Alsobrooks would be just the third Black woman elected to the U.S. Senate, following Harris and former U.S. Sen. Carol Moseley Braun, of Illinois.

Angela Ferrell-Zabala, executive director of Moms Demand Action, said electing more Black women to Congress was important in the context of widespread gun violence.

“The weight of this crisis does not fall equally,” Ferrell-Zabala said. “Like so many other pressing issues of our time, Black and brown women are bearing the brunt when it comes to gun violence. Tackling gun violence and tackling white supremacy go hand in hand.”

Biden in 2022 signed the first major piece of legislation targeting guns in three decades. The Bipartisan Safer Communities Act aimed to toughen background checks for gun buyers under 21, implement red flag laws that allow law enforcement to take guns from people considered dangerous and keep guns from more domestic violence offenders.

It did not ban assault-style weapons or enhance background checks for all gun purchases, policies Democrats have sought for years and that both Alsobrooks and Harris vowed to keep supporting.

Harris oversees the White House Office of Gun Violence Prevention, which launched last year. But additional measures cannot happen solely with executive action, making the political control of the U.S. Senate critically important, said U.S. Sen. Chris Van Hollen.

“We need a majority in the United States Senate and the United States House if we’re going to pass laws to get weapons of war, semiautomatic assault weapons, off of our streets and out of our neighborhoods,” Van Hollen said at the event Friday. “We need a majority in the United States Senate who is going to end the reality today that the gun industry is the most protected industry in the United States of America. That’s nuts.”

In Maryland, Democrats in charge of the state legislature have sought to go as far as federal law allows in their attempts to limit gun violence, including state bans on purchases of assault-style weapons.

After a U.S. Supreme Court ruling in 2022 that invalidated Maryland’s law requiring individuals to explain why they want a concealed carry permit, the Maryland General Assembly passed landmark legislation to limit who was eligible to receive a license and where guns could be carried. A federal lawsuit challenging that new law is moving through the courts, with part of its scope limited in the meantime.

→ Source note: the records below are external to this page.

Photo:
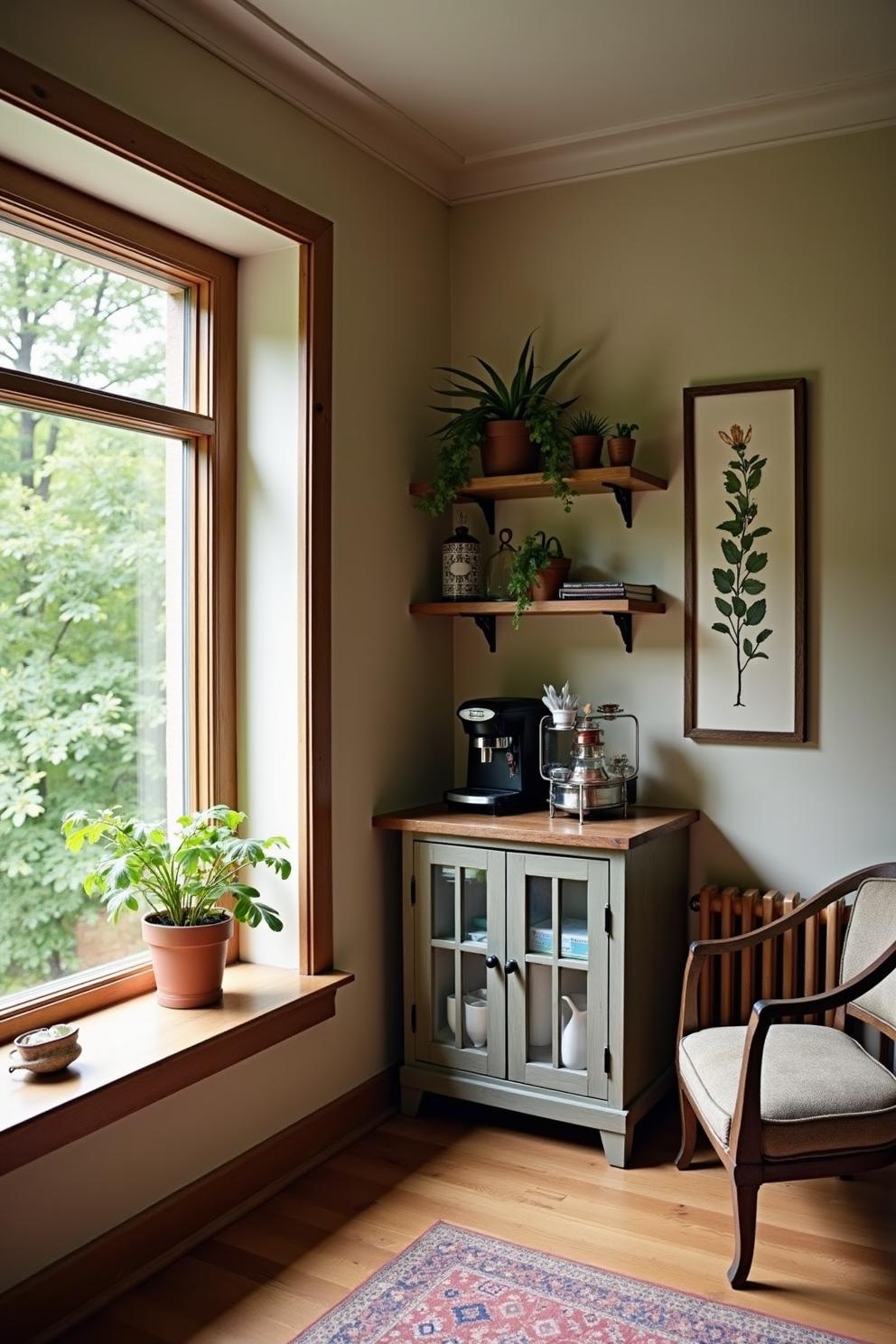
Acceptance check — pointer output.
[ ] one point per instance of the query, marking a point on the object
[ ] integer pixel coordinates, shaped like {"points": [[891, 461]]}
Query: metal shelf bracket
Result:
{"points": [[487, 506], [490, 627], [623, 500], [623, 625]]}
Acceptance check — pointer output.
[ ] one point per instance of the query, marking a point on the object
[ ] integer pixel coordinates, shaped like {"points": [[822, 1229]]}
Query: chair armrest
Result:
{"points": [[746, 1123], [772, 1010]]}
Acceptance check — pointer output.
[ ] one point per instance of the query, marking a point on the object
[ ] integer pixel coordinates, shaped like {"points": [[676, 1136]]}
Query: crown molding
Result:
{"points": [[250, 42], [833, 109], [239, 33]]}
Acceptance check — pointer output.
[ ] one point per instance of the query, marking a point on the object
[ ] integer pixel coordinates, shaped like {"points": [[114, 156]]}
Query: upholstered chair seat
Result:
{"points": [[819, 1092], [785, 1098]]}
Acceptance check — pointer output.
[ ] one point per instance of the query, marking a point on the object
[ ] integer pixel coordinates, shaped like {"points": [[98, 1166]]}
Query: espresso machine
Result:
{"points": [[502, 756]]}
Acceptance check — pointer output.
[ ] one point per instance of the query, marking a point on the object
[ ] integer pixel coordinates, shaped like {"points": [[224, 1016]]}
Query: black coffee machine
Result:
{"points": [[502, 756]]}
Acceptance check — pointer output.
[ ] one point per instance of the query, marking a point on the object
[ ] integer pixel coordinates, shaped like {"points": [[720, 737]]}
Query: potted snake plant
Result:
{"points": [[586, 437], [179, 879], [509, 422], [621, 445]]}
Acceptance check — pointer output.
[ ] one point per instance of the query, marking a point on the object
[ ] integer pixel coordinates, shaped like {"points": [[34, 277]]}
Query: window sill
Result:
{"points": [[135, 1052]]}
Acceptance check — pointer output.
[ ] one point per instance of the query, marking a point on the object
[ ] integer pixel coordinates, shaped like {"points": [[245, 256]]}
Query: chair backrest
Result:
{"points": [[871, 931]]}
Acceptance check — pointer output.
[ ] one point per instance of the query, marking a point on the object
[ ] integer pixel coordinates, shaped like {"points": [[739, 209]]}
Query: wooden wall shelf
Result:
{"points": [[487, 613], [621, 481]]}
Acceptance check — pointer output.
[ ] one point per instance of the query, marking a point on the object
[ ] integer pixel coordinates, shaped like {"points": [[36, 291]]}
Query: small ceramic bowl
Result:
{"points": [[46, 1050]]}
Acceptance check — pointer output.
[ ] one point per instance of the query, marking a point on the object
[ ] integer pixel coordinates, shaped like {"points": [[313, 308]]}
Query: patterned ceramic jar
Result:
{"points": [[461, 566]]}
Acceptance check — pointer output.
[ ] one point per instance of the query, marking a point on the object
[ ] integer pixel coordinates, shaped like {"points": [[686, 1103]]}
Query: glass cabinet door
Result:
{"points": [[460, 957], [557, 994]]}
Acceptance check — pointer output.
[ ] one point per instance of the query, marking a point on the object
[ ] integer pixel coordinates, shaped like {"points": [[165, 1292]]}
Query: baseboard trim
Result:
{"points": [[76, 1286]]}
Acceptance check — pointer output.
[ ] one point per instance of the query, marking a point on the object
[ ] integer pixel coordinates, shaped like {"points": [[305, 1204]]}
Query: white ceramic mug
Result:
{"points": [[476, 1018]]}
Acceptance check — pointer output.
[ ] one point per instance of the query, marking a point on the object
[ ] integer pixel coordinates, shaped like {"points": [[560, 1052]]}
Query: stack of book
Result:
{"points": [[595, 590]]}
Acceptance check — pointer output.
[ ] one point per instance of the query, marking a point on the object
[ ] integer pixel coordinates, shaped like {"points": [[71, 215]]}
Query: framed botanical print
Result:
{"points": [[746, 562]]}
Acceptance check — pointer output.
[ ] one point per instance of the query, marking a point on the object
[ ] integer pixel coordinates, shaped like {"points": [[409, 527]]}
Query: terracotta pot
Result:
{"points": [[586, 451], [188, 964], [547, 585], [621, 452], [508, 449]]}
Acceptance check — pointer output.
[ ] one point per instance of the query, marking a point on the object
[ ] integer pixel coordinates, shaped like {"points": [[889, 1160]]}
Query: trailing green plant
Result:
{"points": [[743, 476], [182, 876], [586, 422], [524, 398], [556, 452], [531, 556]]}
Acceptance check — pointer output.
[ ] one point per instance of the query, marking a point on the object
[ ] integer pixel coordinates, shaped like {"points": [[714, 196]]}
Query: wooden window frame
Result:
{"points": [[207, 424], [63, 105]]}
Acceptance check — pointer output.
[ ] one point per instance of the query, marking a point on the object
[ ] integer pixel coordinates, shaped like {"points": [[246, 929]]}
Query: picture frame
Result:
{"points": [[744, 459]]}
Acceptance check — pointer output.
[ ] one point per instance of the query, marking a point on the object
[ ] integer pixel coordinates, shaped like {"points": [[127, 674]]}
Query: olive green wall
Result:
{"points": [[391, 325], [758, 265]]}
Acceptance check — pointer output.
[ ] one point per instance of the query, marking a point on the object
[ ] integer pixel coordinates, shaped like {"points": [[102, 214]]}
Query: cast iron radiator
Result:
{"points": [[804, 961]]}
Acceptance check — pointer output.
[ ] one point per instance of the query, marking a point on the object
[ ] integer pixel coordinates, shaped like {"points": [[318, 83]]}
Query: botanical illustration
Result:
{"points": [[738, 583]]}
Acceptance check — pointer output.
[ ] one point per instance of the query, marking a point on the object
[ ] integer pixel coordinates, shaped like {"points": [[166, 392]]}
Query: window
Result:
{"points": [[116, 564]]}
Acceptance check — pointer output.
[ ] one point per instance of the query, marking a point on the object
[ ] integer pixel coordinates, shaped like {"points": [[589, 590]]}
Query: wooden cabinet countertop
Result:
{"points": [[639, 826]]}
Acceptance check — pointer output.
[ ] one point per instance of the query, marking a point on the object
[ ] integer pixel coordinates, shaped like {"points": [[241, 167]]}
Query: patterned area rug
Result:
{"points": [[454, 1286]]}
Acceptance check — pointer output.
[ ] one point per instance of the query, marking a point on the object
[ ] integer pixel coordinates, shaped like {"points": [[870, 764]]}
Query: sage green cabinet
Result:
{"points": [[501, 939], [557, 944]]}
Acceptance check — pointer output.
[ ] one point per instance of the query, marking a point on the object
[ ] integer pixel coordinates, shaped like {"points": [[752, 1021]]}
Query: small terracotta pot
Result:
{"points": [[508, 451], [188, 964], [621, 452], [586, 451], [547, 585]]}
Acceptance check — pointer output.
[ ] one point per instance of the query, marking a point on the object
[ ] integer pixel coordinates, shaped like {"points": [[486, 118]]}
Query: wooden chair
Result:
{"points": [[790, 1099]]}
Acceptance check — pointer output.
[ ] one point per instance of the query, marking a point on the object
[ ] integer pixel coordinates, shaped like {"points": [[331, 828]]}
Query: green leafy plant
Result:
{"points": [[524, 398], [531, 558], [183, 876], [586, 422], [743, 476]]}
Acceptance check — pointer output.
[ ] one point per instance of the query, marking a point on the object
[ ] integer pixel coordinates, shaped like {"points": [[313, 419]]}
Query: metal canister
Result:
{"points": [[461, 566]]}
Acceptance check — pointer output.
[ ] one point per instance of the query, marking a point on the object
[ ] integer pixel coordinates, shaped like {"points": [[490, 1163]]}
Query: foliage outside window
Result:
{"points": [[94, 608]]}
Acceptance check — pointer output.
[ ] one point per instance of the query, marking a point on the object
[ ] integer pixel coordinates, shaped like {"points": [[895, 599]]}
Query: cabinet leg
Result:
{"points": [[617, 1147], [410, 1101]]}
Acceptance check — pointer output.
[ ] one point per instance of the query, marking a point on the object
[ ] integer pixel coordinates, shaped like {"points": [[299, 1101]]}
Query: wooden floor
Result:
{"points": [[826, 1250]]}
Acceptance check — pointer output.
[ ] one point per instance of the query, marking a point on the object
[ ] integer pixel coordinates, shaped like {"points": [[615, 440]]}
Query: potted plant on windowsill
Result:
{"points": [[621, 445], [537, 570], [183, 878], [509, 424], [586, 435]]}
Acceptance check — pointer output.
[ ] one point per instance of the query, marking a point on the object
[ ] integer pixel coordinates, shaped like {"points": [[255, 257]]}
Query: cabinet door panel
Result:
{"points": [[460, 924], [557, 938]]}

Hogan, as governor in 2020, vetoed legislation to expand background checks to all sales and transfers of rifles and shotguns. Democrats in the legislature overturned his veto. In his first successful campaign for governor, in 2014, he said he opposed Maryland’s ban on assault weapons.

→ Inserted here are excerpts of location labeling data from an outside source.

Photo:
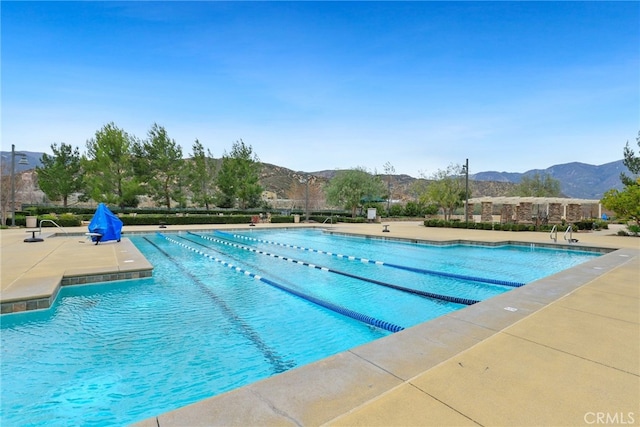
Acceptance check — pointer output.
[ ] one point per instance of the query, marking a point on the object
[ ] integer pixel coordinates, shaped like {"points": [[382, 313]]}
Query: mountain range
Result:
{"points": [[577, 180]]}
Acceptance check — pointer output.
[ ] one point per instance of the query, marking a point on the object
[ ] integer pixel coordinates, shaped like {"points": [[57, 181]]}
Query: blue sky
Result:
{"points": [[512, 86]]}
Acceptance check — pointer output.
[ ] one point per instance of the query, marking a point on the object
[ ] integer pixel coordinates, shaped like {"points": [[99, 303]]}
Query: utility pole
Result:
{"points": [[466, 193]]}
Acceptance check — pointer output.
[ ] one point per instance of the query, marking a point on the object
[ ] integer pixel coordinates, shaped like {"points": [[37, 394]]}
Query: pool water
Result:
{"points": [[120, 352]]}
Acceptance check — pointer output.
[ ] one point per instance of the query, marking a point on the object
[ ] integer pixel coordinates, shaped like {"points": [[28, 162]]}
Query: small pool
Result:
{"points": [[223, 310]]}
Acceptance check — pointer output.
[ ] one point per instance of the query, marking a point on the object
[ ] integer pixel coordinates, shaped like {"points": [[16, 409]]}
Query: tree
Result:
{"points": [[626, 203], [108, 162], [447, 189], [538, 185], [202, 176], [238, 177], [158, 165], [60, 174], [349, 187]]}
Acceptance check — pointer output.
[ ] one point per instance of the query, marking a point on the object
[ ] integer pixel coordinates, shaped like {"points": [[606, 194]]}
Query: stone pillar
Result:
{"points": [[574, 212], [555, 213], [487, 212], [506, 214], [524, 213]]}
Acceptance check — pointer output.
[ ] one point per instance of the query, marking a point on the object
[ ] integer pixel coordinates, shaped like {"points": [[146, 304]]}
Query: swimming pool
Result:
{"points": [[120, 352]]}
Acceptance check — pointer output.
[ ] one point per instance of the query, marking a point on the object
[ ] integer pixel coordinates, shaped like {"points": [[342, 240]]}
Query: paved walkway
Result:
{"points": [[560, 351]]}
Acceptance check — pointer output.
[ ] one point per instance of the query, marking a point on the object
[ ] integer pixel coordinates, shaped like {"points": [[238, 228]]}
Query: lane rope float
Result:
{"points": [[278, 363], [382, 324]]}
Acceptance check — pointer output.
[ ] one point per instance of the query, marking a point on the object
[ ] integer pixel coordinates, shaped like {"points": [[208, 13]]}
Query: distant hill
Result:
{"points": [[577, 180]]}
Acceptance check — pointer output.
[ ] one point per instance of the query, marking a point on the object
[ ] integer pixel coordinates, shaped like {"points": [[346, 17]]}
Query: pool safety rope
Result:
{"points": [[387, 326], [278, 363], [400, 267], [457, 300]]}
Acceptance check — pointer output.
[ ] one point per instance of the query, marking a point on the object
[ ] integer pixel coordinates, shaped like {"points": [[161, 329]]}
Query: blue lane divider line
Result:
{"points": [[277, 362], [401, 267], [388, 326], [457, 300]]}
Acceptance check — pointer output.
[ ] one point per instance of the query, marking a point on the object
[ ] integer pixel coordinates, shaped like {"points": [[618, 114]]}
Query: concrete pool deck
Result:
{"points": [[564, 350]]}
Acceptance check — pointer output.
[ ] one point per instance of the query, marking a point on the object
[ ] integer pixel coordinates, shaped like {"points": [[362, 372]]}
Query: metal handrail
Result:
{"points": [[52, 222]]}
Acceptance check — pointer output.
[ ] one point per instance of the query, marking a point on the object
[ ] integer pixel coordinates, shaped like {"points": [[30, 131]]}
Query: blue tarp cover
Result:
{"points": [[105, 223]]}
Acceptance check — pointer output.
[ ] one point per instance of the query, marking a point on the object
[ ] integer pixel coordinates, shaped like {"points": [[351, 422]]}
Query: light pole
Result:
{"points": [[23, 161], [466, 193]]}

Still, he chose not to veto or openly supported other measures. In 2022, he let a bill to ban “ghost guns” go into law without his signature. And after the 2018 shooting at a high school in Parkland, Florida, that killed 17 people, Hogan backed Maryland bills to create a “red flag” law to restrict gun purchases by people considered a danger to themselves or others and a measure that ensured gun owners who are convicted of domestic violence surrender their weapons.

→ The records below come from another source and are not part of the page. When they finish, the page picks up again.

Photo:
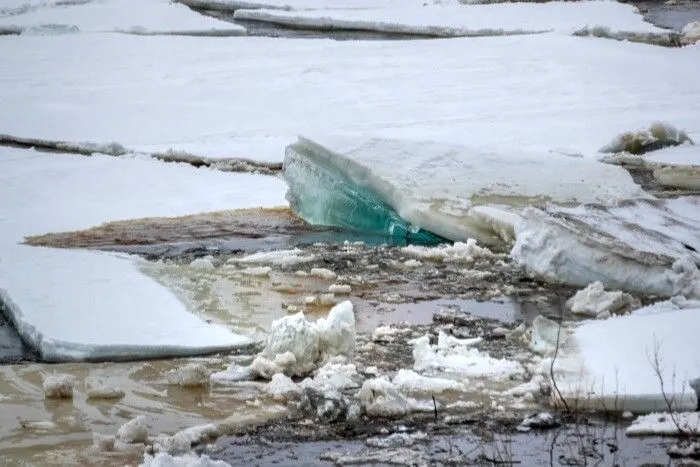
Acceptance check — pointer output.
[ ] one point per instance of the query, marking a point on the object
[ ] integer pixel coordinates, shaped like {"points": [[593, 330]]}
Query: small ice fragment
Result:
{"points": [[205, 263], [191, 375], [545, 334], [163, 459], [133, 431], [594, 301], [103, 443], [323, 273], [96, 389], [380, 398], [282, 388], [261, 271], [412, 263], [341, 289], [58, 386]]}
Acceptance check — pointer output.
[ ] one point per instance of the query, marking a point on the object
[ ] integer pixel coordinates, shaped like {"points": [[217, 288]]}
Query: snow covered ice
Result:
{"points": [[455, 20], [145, 17], [355, 182], [105, 290], [268, 86], [296, 346], [609, 364]]}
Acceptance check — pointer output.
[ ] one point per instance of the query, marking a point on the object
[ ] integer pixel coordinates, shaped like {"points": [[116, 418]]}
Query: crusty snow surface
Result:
{"points": [[128, 16], [463, 20], [74, 305], [250, 97]]}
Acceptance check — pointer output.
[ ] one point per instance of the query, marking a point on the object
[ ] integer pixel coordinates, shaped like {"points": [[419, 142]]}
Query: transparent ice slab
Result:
{"points": [[322, 195]]}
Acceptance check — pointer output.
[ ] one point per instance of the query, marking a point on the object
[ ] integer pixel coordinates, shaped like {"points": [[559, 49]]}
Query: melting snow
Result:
{"points": [[609, 364], [68, 318], [146, 17]]}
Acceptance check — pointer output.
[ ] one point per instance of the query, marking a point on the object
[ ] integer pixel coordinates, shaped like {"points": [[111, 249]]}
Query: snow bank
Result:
{"points": [[296, 346], [595, 302], [420, 190], [103, 290], [690, 34], [58, 386], [608, 365], [643, 245], [461, 359], [154, 17], [454, 20], [665, 424]]}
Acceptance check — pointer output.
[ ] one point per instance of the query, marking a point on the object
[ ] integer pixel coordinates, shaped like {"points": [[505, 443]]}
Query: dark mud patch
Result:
{"points": [[433, 443], [229, 164]]}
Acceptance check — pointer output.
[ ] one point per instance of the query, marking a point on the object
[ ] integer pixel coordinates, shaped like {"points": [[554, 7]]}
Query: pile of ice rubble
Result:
{"points": [[569, 219]]}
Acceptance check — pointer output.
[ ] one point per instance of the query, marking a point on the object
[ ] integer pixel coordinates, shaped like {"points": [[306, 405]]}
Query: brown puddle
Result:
{"points": [[242, 223]]}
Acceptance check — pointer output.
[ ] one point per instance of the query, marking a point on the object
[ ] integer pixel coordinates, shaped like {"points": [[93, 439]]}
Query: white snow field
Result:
{"points": [[250, 97], [144, 17], [76, 305], [608, 364], [454, 20]]}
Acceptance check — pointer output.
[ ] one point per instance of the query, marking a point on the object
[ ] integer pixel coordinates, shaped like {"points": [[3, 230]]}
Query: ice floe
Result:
{"points": [[634, 362], [66, 321], [269, 84], [368, 190], [595, 302], [647, 246], [455, 20], [658, 135], [154, 17]]}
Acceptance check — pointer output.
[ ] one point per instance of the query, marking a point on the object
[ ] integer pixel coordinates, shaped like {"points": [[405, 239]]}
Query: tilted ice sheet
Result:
{"points": [[434, 186], [465, 20], [648, 246], [250, 97], [133, 16], [73, 304], [608, 365]]}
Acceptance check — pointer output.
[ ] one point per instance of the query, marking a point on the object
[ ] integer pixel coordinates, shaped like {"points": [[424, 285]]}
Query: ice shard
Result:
{"points": [[407, 189], [323, 195]]}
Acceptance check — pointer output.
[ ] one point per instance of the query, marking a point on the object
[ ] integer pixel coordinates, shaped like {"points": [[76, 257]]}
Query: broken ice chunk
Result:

Democratic Gov. Wes Moore, in his remarks Friday at the event, incorrectly said all of the state gun bills were met with vetoes under Hogan. Straying from the topic at hand, he also spoke skeptically about Hogan’s recent campaign statements that, if elected, he would support codifying previous abortion protections into law.

“In the words of Jay Z, ‘Allow me to reintroduce myself,” Moore quipped.

Hogan’s campaign, in a statement responding to Friday’s event, said, “While Angela Alsobrooks is campaigning today, instead of just offering more platitudes, we urge her to tell voters how she will address the skyrocketing crime on her watch in Prince George’s County.”

The former governor’s statement also highlighted a recent crime platform Hogan released. It includes supporting law enforcement and policies that ensure dangerous individuals cannot have guns. It also states he will “push for common sense protections to get guns out of the hands of violent criminals and the mentally ill, including universal background checks.”